Foto: REUTERS/Clodagh Kilcoyne

Das Gesicht ist neu, weiblich und 20 Jahre jünger – der Rest scheint merkwürdig unverändert. Am vergangenen Wochenende beerbte Mary Lou McDonald (48) den Ex-Terroristen Gerry Adams (69) als Chefin der irischen Nationalistenpartei Sinn Féin. Von Wahl keine Rede: Kein anderer Politiker der von Adams seit 35 Jahren straff geführten Kaderpartei hatte es gewagt, gegen die Kandidatin der Führung anzutreten.

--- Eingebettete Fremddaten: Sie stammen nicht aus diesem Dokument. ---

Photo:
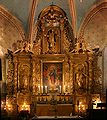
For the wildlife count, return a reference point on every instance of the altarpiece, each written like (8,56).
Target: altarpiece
(56,61)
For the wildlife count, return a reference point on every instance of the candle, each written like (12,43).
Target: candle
(59,89)
(46,90)
(64,89)
(68,89)
(41,89)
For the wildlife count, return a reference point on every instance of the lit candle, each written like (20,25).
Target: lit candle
(68,89)
(46,90)
(60,89)
(41,89)
(64,88)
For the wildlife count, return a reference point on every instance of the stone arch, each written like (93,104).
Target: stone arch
(53,20)
(92,29)
(11,30)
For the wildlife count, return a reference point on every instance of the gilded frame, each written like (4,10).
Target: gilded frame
(49,62)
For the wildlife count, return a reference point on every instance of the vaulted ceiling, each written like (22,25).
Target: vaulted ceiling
(75,9)
(26,12)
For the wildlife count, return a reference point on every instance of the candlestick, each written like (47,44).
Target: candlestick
(64,89)
(46,90)
(41,89)
(68,89)
(59,89)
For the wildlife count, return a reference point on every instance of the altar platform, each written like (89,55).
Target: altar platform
(58,117)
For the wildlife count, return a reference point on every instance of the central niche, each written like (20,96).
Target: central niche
(52,75)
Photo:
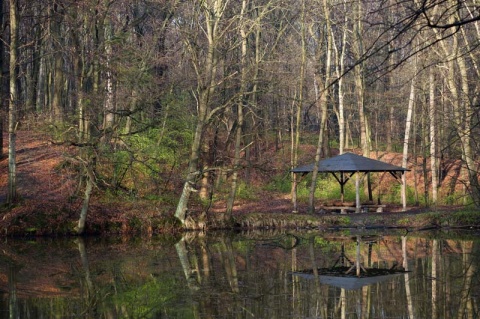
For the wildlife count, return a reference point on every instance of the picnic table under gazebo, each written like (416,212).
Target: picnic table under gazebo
(345,166)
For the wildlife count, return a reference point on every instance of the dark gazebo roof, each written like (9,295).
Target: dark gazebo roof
(349,162)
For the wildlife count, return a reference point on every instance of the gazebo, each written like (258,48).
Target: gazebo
(344,166)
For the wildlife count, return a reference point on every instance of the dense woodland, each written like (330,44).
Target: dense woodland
(186,97)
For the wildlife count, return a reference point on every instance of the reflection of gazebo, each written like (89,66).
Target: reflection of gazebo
(344,166)
(350,282)
(344,277)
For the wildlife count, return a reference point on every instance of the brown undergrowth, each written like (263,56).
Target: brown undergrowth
(49,202)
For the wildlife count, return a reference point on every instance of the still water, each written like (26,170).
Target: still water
(249,275)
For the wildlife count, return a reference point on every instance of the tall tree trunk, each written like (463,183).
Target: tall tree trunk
(322,104)
(298,117)
(206,87)
(12,110)
(433,148)
(408,124)
(58,76)
(240,105)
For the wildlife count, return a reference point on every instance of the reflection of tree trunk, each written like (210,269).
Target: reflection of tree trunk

Sie sei "dankbar und demütig", an die Spitze der "ersten und besten Partei Irlands" zu treten, versicherte die Fraktionschefin im irischen Parlament Dáil und nannte als ihr Politikziel den alten Nationalistentraum: "Unsere Insel zu vereinigen ist das beste Ergebnis für all unsere Bürger."

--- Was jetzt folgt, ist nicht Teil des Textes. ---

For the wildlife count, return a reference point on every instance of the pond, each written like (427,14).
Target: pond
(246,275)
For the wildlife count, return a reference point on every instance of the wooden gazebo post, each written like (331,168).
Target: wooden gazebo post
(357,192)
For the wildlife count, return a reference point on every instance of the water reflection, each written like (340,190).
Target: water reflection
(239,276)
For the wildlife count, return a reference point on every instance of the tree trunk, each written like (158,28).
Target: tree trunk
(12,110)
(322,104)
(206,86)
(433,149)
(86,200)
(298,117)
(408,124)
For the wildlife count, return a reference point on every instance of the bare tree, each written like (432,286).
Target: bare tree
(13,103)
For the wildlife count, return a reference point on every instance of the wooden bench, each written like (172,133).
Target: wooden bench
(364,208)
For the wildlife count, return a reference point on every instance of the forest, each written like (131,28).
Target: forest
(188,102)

Dabei gilt McDonald eigentlich als Vertreterin einer neuen, moderneren Partei. Mag sein, dass der neuen Chefin der angeblich geplante Umbau Sinn Féins (SF) nur gelingen kann, indem sie den legendären Gründervätern ihre Reverenz erweist.

Historischer Kampf

Deren Kampf gegen die Unterdrückung durch die britische Kolonialmacht führte 1916 zum Osteraufstand und 1921 zur Unabhängigkeit – freilich um den Preis der Teilung der Grünen Insel. Die sechs nordöstlichen Grafschaften, überwiegend von Protestanten bewohnt, verblieben bei London, die Regierung in Dublin regiert seither den Rest des Landes.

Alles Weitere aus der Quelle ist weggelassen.